Flash forward to the ’90s. It’s Hammer time! We got product placement, we got Quantel Paintbox computer graphics, we got Emilio hot from Young Guns, we got Jagger hot from [citation needed], we got heavy-comers Jesus Jones on the soundtrack. The rest can surely take care of itself. And mostly it does. It’s about as exhilarating as experiencing continental shift on a real-time basis, but boxes are wearily ticked.

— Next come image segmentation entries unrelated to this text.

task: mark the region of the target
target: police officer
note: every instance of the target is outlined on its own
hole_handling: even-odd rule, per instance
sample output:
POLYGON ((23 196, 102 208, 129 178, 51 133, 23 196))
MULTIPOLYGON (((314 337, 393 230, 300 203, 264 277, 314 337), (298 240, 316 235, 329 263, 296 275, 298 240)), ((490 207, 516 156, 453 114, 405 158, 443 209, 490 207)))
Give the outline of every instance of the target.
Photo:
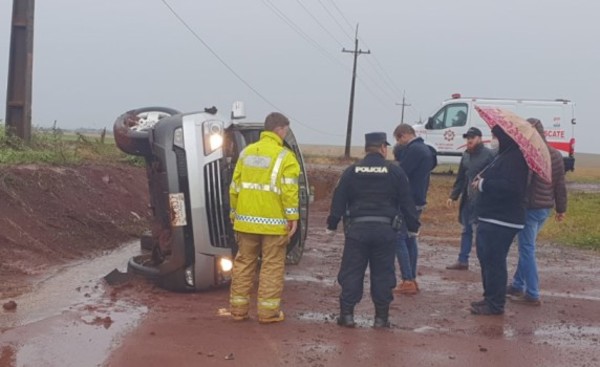
POLYGON ((365 135, 366 156, 348 167, 335 188, 327 217, 327 233, 344 217, 346 240, 338 282, 340 326, 354 327, 354 306, 363 295, 367 265, 371 274, 371 298, 375 304, 374 327, 389 327, 389 305, 396 286, 394 254, 396 231, 402 218, 412 233, 419 230, 415 204, 402 168, 385 160, 385 133, 365 135))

Estevez boasts bog-brush hair, a seamless, expressionless face, shiny button eyes, and could easily pass for an anthropoid Muppet. He scurries from one derivative sci-fi vignette to another bellowing “What year is this? Who’s the President?!?” Mick, resplendent in an outsized black fighter pilot’s helmet (the helmet is black, not the fighter pilot – there is no fighter pilot) that lends him the aspect an evil, wizened ant, is in mildly hot pursuit, with a performance that flits between camp, avuncular, joshing and white-eyed glossolalia. At one point he eats a Fabergé egg for no reason at all.

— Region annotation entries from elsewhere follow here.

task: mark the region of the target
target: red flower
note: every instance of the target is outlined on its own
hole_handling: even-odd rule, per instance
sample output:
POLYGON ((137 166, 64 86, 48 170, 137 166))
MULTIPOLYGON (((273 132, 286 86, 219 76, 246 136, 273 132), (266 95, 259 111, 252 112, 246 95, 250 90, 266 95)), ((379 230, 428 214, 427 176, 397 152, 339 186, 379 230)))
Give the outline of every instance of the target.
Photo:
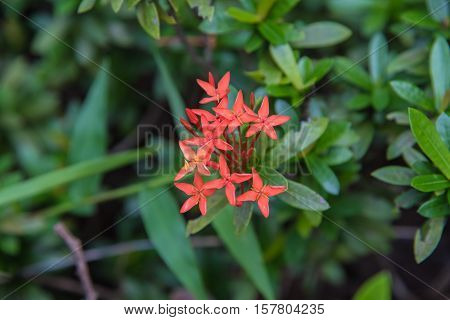
POLYGON ((218 115, 229 121, 229 133, 233 132, 237 127, 244 123, 252 122, 258 119, 256 113, 244 104, 244 97, 242 96, 241 90, 239 90, 236 96, 236 101, 234 102, 232 110, 222 107, 215 107, 213 109, 218 115))
POLYGON ((230 84, 230 72, 225 73, 222 79, 220 79, 217 84, 217 88, 211 72, 208 74, 208 82, 197 79, 197 83, 209 96, 208 98, 203 98, 200 100, 200 104, 205 104, 212 101, 219 102, 220 99, 225 97, 230 92, 230 89, 228 88, 230 84))
POLYGON ((186 160, 183 168, 181 168, 175 176, 175 181, 180 180, 186 174, 194 171, 195 168, 197 168, 198 172, 202 175, 209 176, 211 174, 206 166, 210 162, 209 159, 211 158, 211 153, 209 150, 199 149, 195 152, 182 141, 179 142, 179 145, 186 160))
POLYGON ((251 179, 252 175, 249 173, 230 173, 227 162, 223 155, 219 158, 219 172, 222 178, 209 181, 205 184, 211 189, 222 189, 225 187, 225 194, 228 198, 228 202, 232 206, 236 205, 236 187, 233 183, 242 183, 251 179))
POLYGON ((256 201, 258 203, 259 210, 264 217, 269 216, 269 197, 276 196, 286 191, 284 186, 269 186, 263 184, 261 177, 255 168, 252 168, 253 184, 249 191, 241 194, 237 201, 256 201))
POLYGON ((181 206, 180 213, 184 213, 198 204, 200 212, 203 216, 206 214, 207 210, 206 197, 212 195, 216 191, 214 189, 206 188, 203 184, 202 177, 198 174, 198 172, 195 173, 193 185, 189 183, 176 182, 175 187, 191 196, 181 206))
POLYGON ((202 116, 202 132, 204 137, 194 137, 183 140, 183 142, 190 145, 200 146, 199 150, 204 149, 209 153, 212 152, 214 147, 224 151, 233 150, 233 147, 230 144, 220 138, 224 129, 225 128, 223 126, 211 128, 206 118, 202 116))
POLYGON ((269 117, 269 99, 264 97, 261 107, 258 110, 258 119, 254 121, 254 124, 250 126, 245 135, 247 138, 251 137, 257 132, 264 131, 269 138, 276 140, 277 133, 273 127, 279 126, 285 122, 288 122, 290 117, 273 115, 269 117))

And yet His Satanic Majesty’s stunt casting is far from the only notable feature of Freejack. What about that dead billionaire? Like another epic sci-fi parable about man’s overreaching grasp, Freejack is two hours of ponderous vinegar strokes in search of a splashy money shot. But whereas the finale of 2001: A Space Odyssey was content to kaleidoscope beyond the infinite in search of its pitch black pearl, Freejack traverses far dimmer terrain: the flaking interior of Anthony ‘Hic!’ Hopkins’ dreamatorium.

Why is he dressed as Shakespeare? Are we in a cathedral? Oops – he’s behind you! “Have a cigar.” Now we’re on top of a skyscraper. In an igloo. So much stock footage… An eagle screams. Hoppo walks out of a mirror dressed in riding pinks and a sombrero. Jurassic Park is one short year away yet look at the state of this! Now there’s lightning. Coming out of his mouth. The dead billionaire’s mouth is alive with lightning. The doomed race-car driver has morphed into a Muppet. The bounty hunters dine on Dead Sea Scrolls while The Fonz screams in vain. We’re waiting for a train and the water in our head is not dissimilar from the landscape and a tortoise lays on its back, its belly baking in the hot sun. But we’re not helping. Why aren’t we helping, Amazon? Why?